Das Schiff wird seine Jungfernfahrt von Taicang, China, nach Antwerpen, Belgien, und Southampton, UK, antreten und auf Grimaldis Asien-Europa-Dienst eingesetzt. Die Route verbindet chinesische Produktionsstandorte mit den großen europäischen Fahrzeugimport-Häfen zu einer Zeit, in der China zum weltweit größten Automobilexporteur aufgestiegen ist – eine Entwicklung, die zu einer starken Nachfrage nach PCTC-Kapazität auf den Handelsrouten zwischen Asien und Europa geführt hat.

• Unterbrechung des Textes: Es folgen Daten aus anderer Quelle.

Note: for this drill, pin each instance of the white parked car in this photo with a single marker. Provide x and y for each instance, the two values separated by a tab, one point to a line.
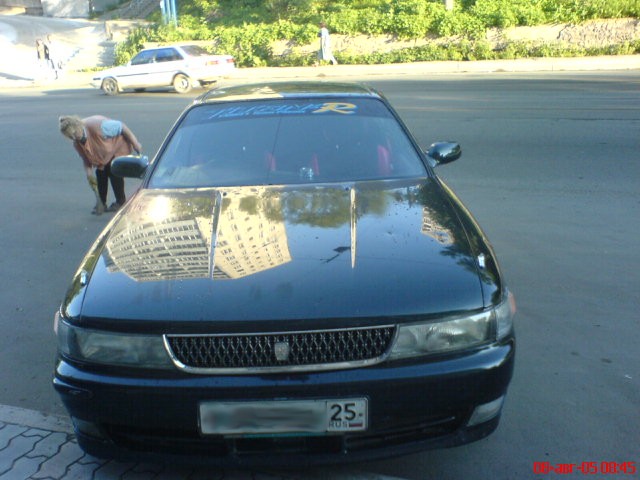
179	66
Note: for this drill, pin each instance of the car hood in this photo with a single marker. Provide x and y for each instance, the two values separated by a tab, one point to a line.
371	249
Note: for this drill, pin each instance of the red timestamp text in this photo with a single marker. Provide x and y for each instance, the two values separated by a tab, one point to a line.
585	468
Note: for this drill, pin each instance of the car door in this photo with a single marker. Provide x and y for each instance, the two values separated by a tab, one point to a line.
168	62
139	72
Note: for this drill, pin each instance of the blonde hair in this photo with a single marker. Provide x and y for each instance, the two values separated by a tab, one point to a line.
69	125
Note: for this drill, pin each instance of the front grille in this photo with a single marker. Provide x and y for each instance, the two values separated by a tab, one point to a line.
312	350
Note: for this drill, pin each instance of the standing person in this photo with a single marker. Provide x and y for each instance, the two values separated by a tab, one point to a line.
52	55
41	51
98	140
325	53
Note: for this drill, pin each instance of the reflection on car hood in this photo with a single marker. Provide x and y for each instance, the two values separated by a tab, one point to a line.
311	251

Die Grimaldi Group mit Hauptsitz in Neapel betreibt eine große Flotte von RoRo- und RoPax-Schiffen auf Routen in ganz Europa, im Mittelmeerraum, in Westafrika und in Amerika. Die Gruppe erneuert ihre Flotte schrittweise durch kraftstoffeffizientere und emissionsärmere Schiffe, während die Schifffahrtsbranche unter den sich verschärfenden Umweltvorschriften der Strategie zur Treibhausgasreduzierung der Internationalen Seeschifffahrts-Organisation (IMO) steht, die in ihrer Überarbeitung von 2023 das Ziel festlegte, die Nettotreibhausgasemissionen der internationalen Schifffahrt bis etwa 2050 auf null zu senken.